6) Supply Chain Management:

  • The pandemic management is going to require a very high degree of efficiency and time-lines and quality controls to ensure that the necessary testing kits, medicines, and PPE are available where they are needed, when they are needed, and in adequate quantity and quality.
  • States like Tamil Nadu, Rajasthan and Kerala have already robust systems in place for doing this, but even they would find it difficult. States, which have not established such systems, must immediately put together a state level authority, which can manage this using the guidelines from the exemplar states. In consultation with center, where the funds are from the center, procurement procedures must be simplified to meet the situation.
  • Given that manufacturing capacity is the key bottleneck, both states and center should set up task forces which will look at the choice between manufacturing within the state and/or purchasing from outside, make forecasts of the requirement, identify and address potential barriers and then place orders well ahead of the peak of the epidemic. The center has to ensure that patent and trade barriers do not come in the way.
  • Ambulances and Patient Transport:
    1. There would be the need to designate some ambulances with advanced life support for shifting patients in need of ventilation and many other patient transport vehicles for shifting patients suspected of COVID 19 for testing, or of confirmed cases for hospitalization, isolation etc.
  1. The number of ALS ambulances and patient transport vehicles required would vary with the surge and clustering of cases. Norms can be developed. In states where the number of public ambulances under the 108 and related services is well below requirements, order for more ambulances should be placed NOW.
  2. Mechanisms for sterilization of the ambulances, training and low risk PPE for drivers and training with high risk PPE for accompanying emergency technicians, should also be put in place.

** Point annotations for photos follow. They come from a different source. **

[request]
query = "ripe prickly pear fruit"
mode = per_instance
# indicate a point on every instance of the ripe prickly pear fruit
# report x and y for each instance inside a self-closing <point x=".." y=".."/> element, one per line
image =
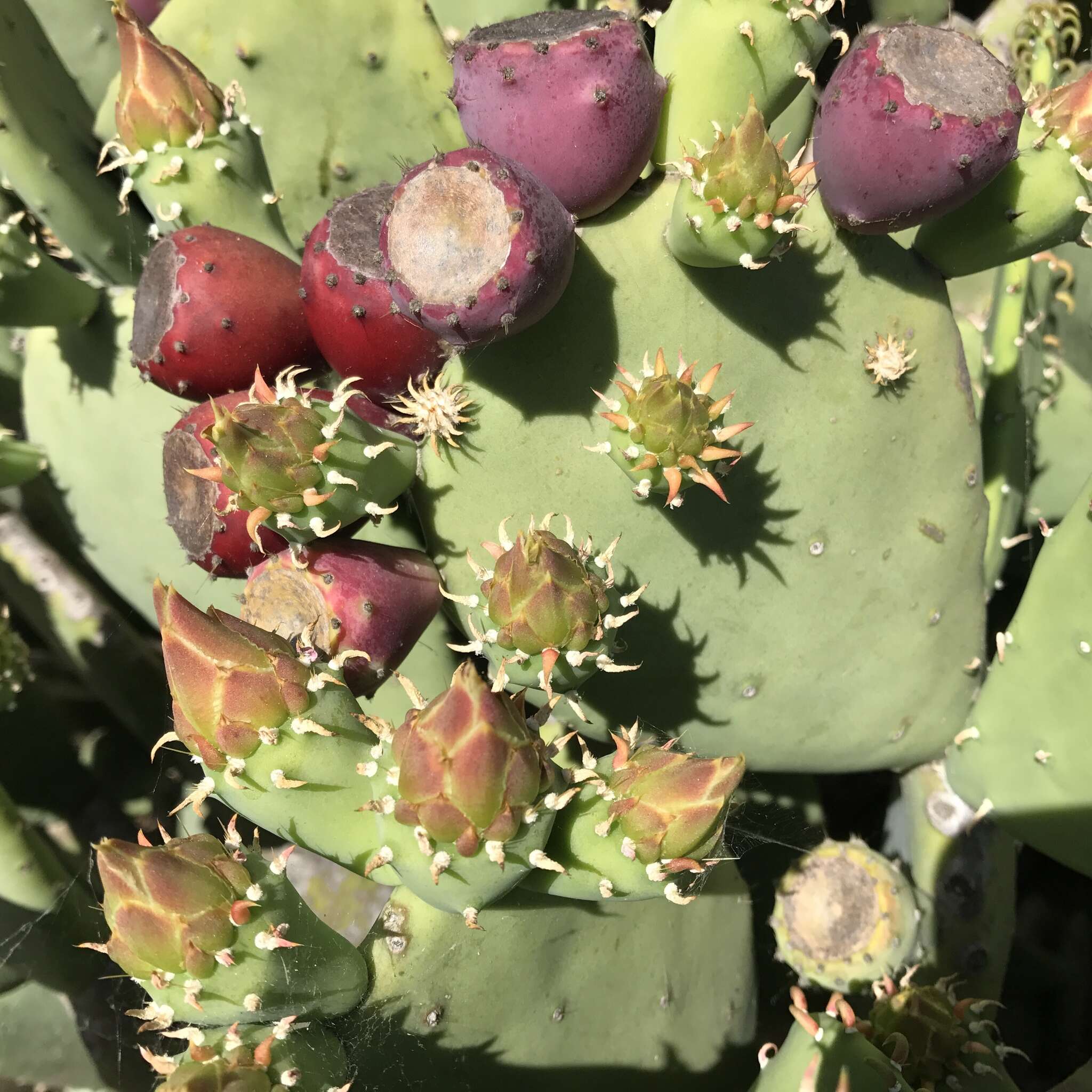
<point x="735" y="203"/>
<point x="305" y="463"/>
<point x="469" y="767"/>
<point x="210" y="928"/>
<point x="14" y="662"/>
<point x="211" y="307"/>
<point x="348" y="302"/>
<point x="635" y="825"/>
<point x="668" y="435"/>
<point x="549" y="612"/>
<point x="572" y="95"/>
<point x="475" y="246"/>
<point x="844" y="916"/>
<point x="914" y="122"/>
<point x="353" y="596"/>
<point x="199" y="511"/>
<point x="256" y="1058"/>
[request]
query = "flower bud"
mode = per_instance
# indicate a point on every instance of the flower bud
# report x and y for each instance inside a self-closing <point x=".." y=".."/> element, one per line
<point x="469" y="766"/>
<point x="162" y="95"/>
<point x="672" y="804"/>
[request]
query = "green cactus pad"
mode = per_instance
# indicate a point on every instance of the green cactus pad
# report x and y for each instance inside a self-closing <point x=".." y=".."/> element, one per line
<point x="1019" y="759"/>
<point x="14" y="662"/>
<point x="965" y="882"/>
<point x="283" y="1055"/>
<point x="47" y="154"/>
<point x="35" y="291"/>
<point x="225" y="181"/>
<point x="1041" y="187"/>
<point x="579" y="990"/>
<point x="704" y="49"/>
<point x="844" y="917"/>
<point x="1063" y="439"/>
<point x="82" y="33"/>
<point x="836" y="539"/>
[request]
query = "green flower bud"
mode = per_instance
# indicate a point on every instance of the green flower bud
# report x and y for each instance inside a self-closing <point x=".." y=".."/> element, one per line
<point x="469" y="767"/>
<point x="542" y="596"/>
<point x="171" y="908"/>
<point x="162" y="95"/>
<point x="670" y="803"/>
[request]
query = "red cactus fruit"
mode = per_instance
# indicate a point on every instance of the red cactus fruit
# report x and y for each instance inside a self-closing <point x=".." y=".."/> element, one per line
<point x="475" y="246"/>
<point x="914" y="122"/>
<point x="211" y="307"/>
<point x="349" y="306"/>
<point x="197" y="508"/>
<point x="671" y="804"/>
<point x="229" y="679"/>
<point x="358" y="596"/>
<point x="573" y="95"/>
<point x="469" y="767"/>
<point x="171" y="908"/>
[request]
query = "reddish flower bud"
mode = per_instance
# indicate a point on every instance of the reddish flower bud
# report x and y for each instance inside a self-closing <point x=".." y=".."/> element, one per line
<point x="673" y="804"/>
<point x="469" y="766"/>
<point x="1067" y="111"/>
<point x="168" y="906"/>
<point x="162" y="95"/>
<point x="228" y="678"/>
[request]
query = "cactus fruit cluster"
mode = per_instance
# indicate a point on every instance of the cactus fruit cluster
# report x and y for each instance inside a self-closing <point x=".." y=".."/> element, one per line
<point x="315" y="339"/>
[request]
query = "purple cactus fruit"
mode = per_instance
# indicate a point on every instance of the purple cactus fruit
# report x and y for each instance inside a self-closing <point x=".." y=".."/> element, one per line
<point x="358" y="596"/>
<point x="914" y="122"/>
<point x="475" y="246"/>
<point x="573" y="95"/>
<point x="349" y="305"/>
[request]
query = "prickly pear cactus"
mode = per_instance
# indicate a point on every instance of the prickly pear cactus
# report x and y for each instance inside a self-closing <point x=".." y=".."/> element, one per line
<point x="564" y="979"/>
<point x="1010" y="761"/>
<point x="854" y="520"/>
<point x="390" y="68"/>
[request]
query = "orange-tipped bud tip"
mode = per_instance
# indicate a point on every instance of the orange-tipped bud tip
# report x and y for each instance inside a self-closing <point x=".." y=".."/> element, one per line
<point x="262" y="391"/>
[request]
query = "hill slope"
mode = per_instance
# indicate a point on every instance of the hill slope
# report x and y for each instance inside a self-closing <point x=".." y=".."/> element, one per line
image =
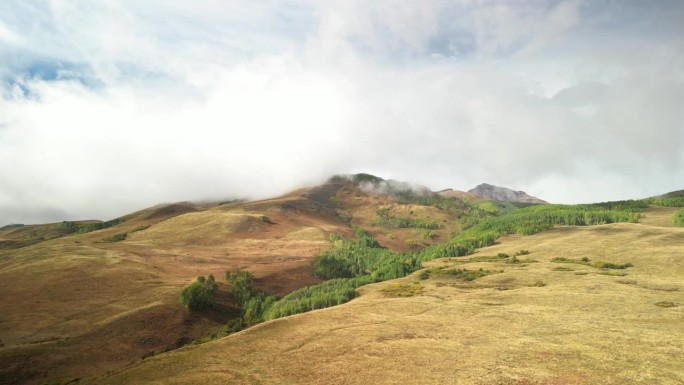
<point x="84" y="303"/>
<point x="532" y="322"/>
<point x="504" y="194"/>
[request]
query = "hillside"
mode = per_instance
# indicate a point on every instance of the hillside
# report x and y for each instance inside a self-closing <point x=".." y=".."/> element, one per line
<point x="503" y="194"/>
<point x="95" y="297"/>
<point x="531" y="322"/>
<point x="92" y="296"/>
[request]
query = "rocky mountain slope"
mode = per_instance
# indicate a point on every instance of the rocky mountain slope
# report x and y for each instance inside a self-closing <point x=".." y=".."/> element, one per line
<point x="504" y="194"/>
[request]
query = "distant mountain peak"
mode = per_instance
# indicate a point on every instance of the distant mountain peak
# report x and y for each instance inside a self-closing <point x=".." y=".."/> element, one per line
<point x="504" y="194"/>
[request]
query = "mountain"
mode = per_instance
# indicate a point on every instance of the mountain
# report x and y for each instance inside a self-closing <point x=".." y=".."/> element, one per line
<point x="466" y="196"/>
<point x="504" y="194"/>
<point x="96" y="299"/>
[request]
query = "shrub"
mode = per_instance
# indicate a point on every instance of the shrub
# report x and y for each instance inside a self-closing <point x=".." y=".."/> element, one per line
<point x="678" y="217"/>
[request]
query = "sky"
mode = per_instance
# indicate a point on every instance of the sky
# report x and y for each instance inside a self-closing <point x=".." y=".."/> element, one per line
<point x="108" y="107"/>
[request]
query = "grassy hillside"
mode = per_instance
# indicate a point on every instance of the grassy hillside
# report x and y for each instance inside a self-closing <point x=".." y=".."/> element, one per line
<point x="533" y="321"/>
<point x="92" y="297"/>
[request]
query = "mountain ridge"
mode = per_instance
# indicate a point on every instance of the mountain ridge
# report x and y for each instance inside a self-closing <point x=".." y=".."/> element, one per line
<point x="504" y="194"/>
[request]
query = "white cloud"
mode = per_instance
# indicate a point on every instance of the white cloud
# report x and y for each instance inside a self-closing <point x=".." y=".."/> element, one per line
<point x="113" y="106"/>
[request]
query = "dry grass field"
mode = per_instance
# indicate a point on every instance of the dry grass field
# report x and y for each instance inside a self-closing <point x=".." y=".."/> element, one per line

8)            Community Volunteers and Community Participation.

  1. Ensuring community participation is essential. We will need volunteers to do surveillance and tracing. These volunteers can be enrolled from within the community or through community based organizations.
  2. People who are discharged after COVID-19 treatment can be a useful resource and they should be encouraged to volunteer. They will be able to help in home isolation and their experience of encountering the disease will help in changing the perspective around it. They would also help in tasks like institutional isolation, home and institutional quarantine, contact tracing. Some of them, especially if from within the health workforce could be useful for testing.
  3. The availability of antibody testing for past infection and immune status is expected to become available. Given the way we have managed mild and moderate cases, this “individuals who have recovered from infection” may be useful asset as community volunteers.
  4. Community Organizations would need to be deployed widely for many tasks including relief and welfare measures to reach most the vulnerable sections, management of home and institutional quarantine, monitoring of human rights issues, campaigns against stigmatization of the disease and public education, as required.

 

In conclusion:

The State and district level units of peoples health movements and peoples science movements and of a wide variety of civil society organizations and trade unions and workers associations stand ready to help the government and communities in combatting this pandemic and the humanitarian crisis that both the pandemic and measures to contain it have led to. The government must make use of this resource.